I have a post up on the Non Stop Bhangra site, about the famous Punjabi folktale, Mirza Sahiban. It’s a love story about a woman, Sahiban, who elopes with her “milk cousin” Mirza and sets off a feud between his family and hers.
For Love, by Marcus Murray, acrylic on canvas
Photo courtesy of Non Stop Bhangra
Sahiban, they say, grew up to be so beautiful that when she went to market the grocer would get too confused and distracted to weigh her produce correctly. When she walked by the fields all the farmers would stop their plowing just to stare. Mirza grew up strong and handsome, and was the best shot with a bow and arrow in the region. It’s not too surprising that these two, growing up together so closely, eventually fell in love.
As you might guess, the story doesn’t have a happy ending. You can read my retelling of the tale here.
If you’re wondering about the term “milk cousin”: according to the story, Sahiban’s paternal grandmother died in childbirth, so Sahiban’s father was nursed by another woman, who already had a daughter (also nursing). Because the two children were nursed by the same woman, by tradition they would be considered siblings — “milk siblings”. The nursemaid’s daughter grew up to be — you guessed it — Mirza’s mother. So Sahiban and Mirza were first milk cousins.

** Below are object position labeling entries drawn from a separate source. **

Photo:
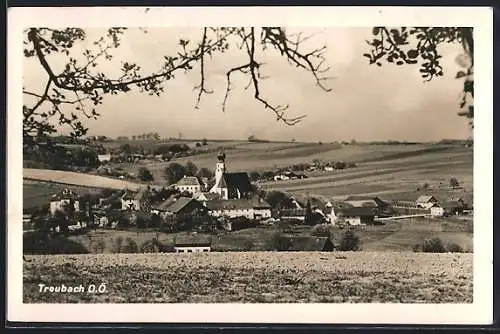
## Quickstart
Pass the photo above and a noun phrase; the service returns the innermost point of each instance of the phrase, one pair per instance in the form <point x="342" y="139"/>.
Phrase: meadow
<point x="254" y="277"/>
<point x="399" y="235"/>
<point x="389" y="171"/>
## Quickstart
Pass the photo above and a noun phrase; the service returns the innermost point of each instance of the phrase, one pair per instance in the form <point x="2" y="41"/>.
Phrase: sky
<point x="366" y="103"/>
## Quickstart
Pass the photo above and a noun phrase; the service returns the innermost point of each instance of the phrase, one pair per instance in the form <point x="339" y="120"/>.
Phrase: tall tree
<point x="420" y="45"/>
<point x="73" y="92"/>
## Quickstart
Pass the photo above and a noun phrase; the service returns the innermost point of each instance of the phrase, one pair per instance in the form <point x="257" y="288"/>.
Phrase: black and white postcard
<point x="250" y="165"/>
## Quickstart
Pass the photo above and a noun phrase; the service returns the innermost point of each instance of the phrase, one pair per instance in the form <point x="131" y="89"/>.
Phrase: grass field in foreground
<point x="399" y="235"/>
<point x="246" y="277"/>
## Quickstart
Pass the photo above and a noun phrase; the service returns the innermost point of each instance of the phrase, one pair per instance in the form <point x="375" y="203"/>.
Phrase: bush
<point x="455" y="248"/>
<point x="39" y="243"/>
<point x="118" y="245"/>
<point x="280" y="242"/>
<point x="144" y="174"/>
<point x="130" y="246"/>
<point x="321" y="231"/>
<point x="432" y="245"/>
<point x="349" y="241"/>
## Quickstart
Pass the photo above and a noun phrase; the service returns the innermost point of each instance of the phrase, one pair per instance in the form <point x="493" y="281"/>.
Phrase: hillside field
<point x="389" y="171"/>
<point x="400" y="235"/>
<point x="253" y="277"/>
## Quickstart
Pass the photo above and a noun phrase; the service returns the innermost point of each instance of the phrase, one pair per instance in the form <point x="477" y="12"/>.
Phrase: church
<point x="230" y="185"/>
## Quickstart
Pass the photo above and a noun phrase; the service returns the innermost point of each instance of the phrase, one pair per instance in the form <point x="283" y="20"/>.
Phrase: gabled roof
<point x="452" y="204"/>
<point x="426" y="199"/>
<point x="189" y="181"/>
<point x="134" y="195"/>
<point x="361" y="198"/>
<point x="358" y="211"/>
<point x="209" y="196"/>
<point x="239" y="181"/>
<point x="309" y="244"/>
<point x="64" y="194"/>
<point x="193" y="244"/>
<point x="235" y="204"/>
<point x="179" y="204"/>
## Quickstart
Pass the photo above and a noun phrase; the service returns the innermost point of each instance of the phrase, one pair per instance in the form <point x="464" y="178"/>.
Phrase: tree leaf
<point x="412" y="54"/>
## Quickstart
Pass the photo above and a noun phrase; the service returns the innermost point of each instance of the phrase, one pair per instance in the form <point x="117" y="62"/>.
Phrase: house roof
<point x="178" y="205"/>
<point x="452" y="204"/>
<point x="188" y="181"/>
<point x="134" y="195"/>
<point x="193" y="244"/>
<point x="308" y="243"/>
<point x="239" y="181"/>
<point x="65" y="194"/>
<point x="241" y="203"/>
<point x="209" y="196"/>
<point x="163" y="206"/>
<point x="361" y="198"/>
<point x="358" y="211"/>
<point x="426" y="199"/>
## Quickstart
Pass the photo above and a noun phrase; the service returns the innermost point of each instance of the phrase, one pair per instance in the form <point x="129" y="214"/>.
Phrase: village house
<point x="436" y="210"/>
<point x="426" y="201"/>
<point x="180" y="208"/>
<point x="59" y="201"/>
<point x="230" y="185"/>
<point x="190" y="184"/>
<point x="366" y="201"/>
<point x="194" y="247"/>
<point x="354" y="216"/>
<point x="255" y="208"/>
<point x="454" y="207"/>
<point x="104" y="157"/>
<point x="204" y="197"/>
<point x="288" y="176"/>
<point x="135" y="201"/>
<point x="311" y="244"/>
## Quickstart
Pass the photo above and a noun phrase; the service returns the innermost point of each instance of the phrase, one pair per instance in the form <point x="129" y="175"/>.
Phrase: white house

At least, this is what all the English language renditions of the story that I found say. Knowing as I do how folktales can get sanitized as they propagate, I can’t help wondering if originally the two lovers were really first cousins by blood, just like in early versions of the tale, Snow White’s jealous, murderous “stepmother” was actually Snow’s biological mother.
Most English language versions of Mirza Sahiban are fairly vague about how Sahiban dies at the end. In my retelling, I had her pierced by arrows as she tried to shield her lover’s body. According to R. C. Temple, in his 1884 Tales of the Panjab, Vol 3, Sahiban’s brothers strangled her for dishonoring the family. This does not show up in modern versions of the story.
Temple goes on to say that the feud that resulted from Sahiban’s elopement was an actual historical thing, and that female children were considered such bad luck because of this story, that female infanticide in the region was done “in memory” of Sahiban. Ick. I take this with a grain of salt — when folklore is collected by the occupiers of a country (Temple was an British army officer who served in India), you have to be extra careful to filter out the colonial attitudes and paternalism that can sneak in, no matter how well meaning the folklorist is. This is as true of Indian folklore collected during the British colonial period as it is of Philippine folklore collected by the Spanish priests or by Americans during the commonwealth period.
But I’ll buy the strangulation version of the folktale. It’s ugly, but not implausible. At any rate, Temple provides an untranslated Punjabi version of the folktale in his book, so if you happen to read Romanized Punjabi, you can find out the ending direct from the source.